Esta Later Charters, Inc. v. Ignacio

875 F.2d 234, 1989 WL 50292
CourtCourt of Appeals for the Ninth Circuit
DecidedMay 17, 1989
DocketNos. 88-2728, 88-2730
StatusPublished
Cited by29 cases

This text of 875 F.2d 234 (Esta Later Charters, Inc. v. Ignacio) is published on Counsel Stack Legal Research, covering Court of Appeals for the Ninth Circuit primary law. Counsel Stack provides free access to over 12 million legal documents including statutes, case law, regulations, and constitutions.

Bluebook
Esta Later Charters, Inc. v. Ignacio, 875 F.2d 234, 1989 WL 50292 (9th Cir. 1989).

Opinion

KOZINSKI, Circuit Judge:

Shortly after the close of the middle ages, many European seafaring nations developed a rule of maritime law that limited a shipowner’s liability to the value of the vessel and its cargo.1 The rule was first adopted in the United States in the Limitation of Liability Act of 1851, Act of March 3, 1851, 9 Stat. 635, codified at R.S. § 4283 et seq., and has remained part of U.S. law to this day, a vestige of a time gone by.
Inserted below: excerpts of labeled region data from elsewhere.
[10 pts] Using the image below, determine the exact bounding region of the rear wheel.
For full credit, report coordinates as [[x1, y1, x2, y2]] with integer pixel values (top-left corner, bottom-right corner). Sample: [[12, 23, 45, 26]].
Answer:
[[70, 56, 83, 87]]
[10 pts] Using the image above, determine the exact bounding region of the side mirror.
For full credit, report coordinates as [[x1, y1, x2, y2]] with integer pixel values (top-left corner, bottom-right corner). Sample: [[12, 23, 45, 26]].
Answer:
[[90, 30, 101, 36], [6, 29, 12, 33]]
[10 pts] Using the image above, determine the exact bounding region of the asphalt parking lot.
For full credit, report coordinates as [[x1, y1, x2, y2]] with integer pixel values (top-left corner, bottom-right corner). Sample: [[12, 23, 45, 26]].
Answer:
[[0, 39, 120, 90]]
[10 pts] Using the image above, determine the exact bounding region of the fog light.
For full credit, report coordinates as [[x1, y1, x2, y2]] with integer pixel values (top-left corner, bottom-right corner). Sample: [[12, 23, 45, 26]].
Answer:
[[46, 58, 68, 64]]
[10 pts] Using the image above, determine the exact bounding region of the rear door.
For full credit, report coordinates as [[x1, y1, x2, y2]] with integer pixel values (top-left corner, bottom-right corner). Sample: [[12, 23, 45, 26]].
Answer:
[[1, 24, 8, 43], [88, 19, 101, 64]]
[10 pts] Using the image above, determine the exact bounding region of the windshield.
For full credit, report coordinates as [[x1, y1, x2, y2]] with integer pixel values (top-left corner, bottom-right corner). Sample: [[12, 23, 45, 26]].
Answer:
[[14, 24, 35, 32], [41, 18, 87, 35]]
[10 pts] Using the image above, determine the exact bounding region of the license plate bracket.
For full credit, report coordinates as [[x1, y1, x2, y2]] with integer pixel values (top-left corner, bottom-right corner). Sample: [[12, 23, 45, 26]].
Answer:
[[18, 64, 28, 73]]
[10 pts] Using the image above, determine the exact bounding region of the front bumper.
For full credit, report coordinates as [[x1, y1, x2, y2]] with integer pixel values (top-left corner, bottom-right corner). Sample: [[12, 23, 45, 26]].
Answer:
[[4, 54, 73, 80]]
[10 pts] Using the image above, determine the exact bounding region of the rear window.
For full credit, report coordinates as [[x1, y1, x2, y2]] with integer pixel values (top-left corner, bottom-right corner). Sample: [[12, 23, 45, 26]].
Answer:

In this case, we must determine how soon a shipowner must file a petition seeking the protections of the Act in cases where more than one claim arises from the same incident.

Facts

On September 27, 1985, two workmen, James Ignacio, Jr. and Steven Charfauros Manley, were painting the Kadena de Amor, a commercial tour boat owned by Esta Later Charters, Inc. (Esta Later). An explosion erupted, killing Manley and badly injuring Ignacio.

On October 24,1985, for $5,000, Manley’s parents signed a document purporting to release Esta Later from all liability. Almost two years later, on September 16, 1987, Manley’s parents filed a complaint for the wrongful death of their son in the Superior Court of Guam against Fireman’s Fund (Esta Later’s insurer), Esta Later and Esta Later’s Board of Directors.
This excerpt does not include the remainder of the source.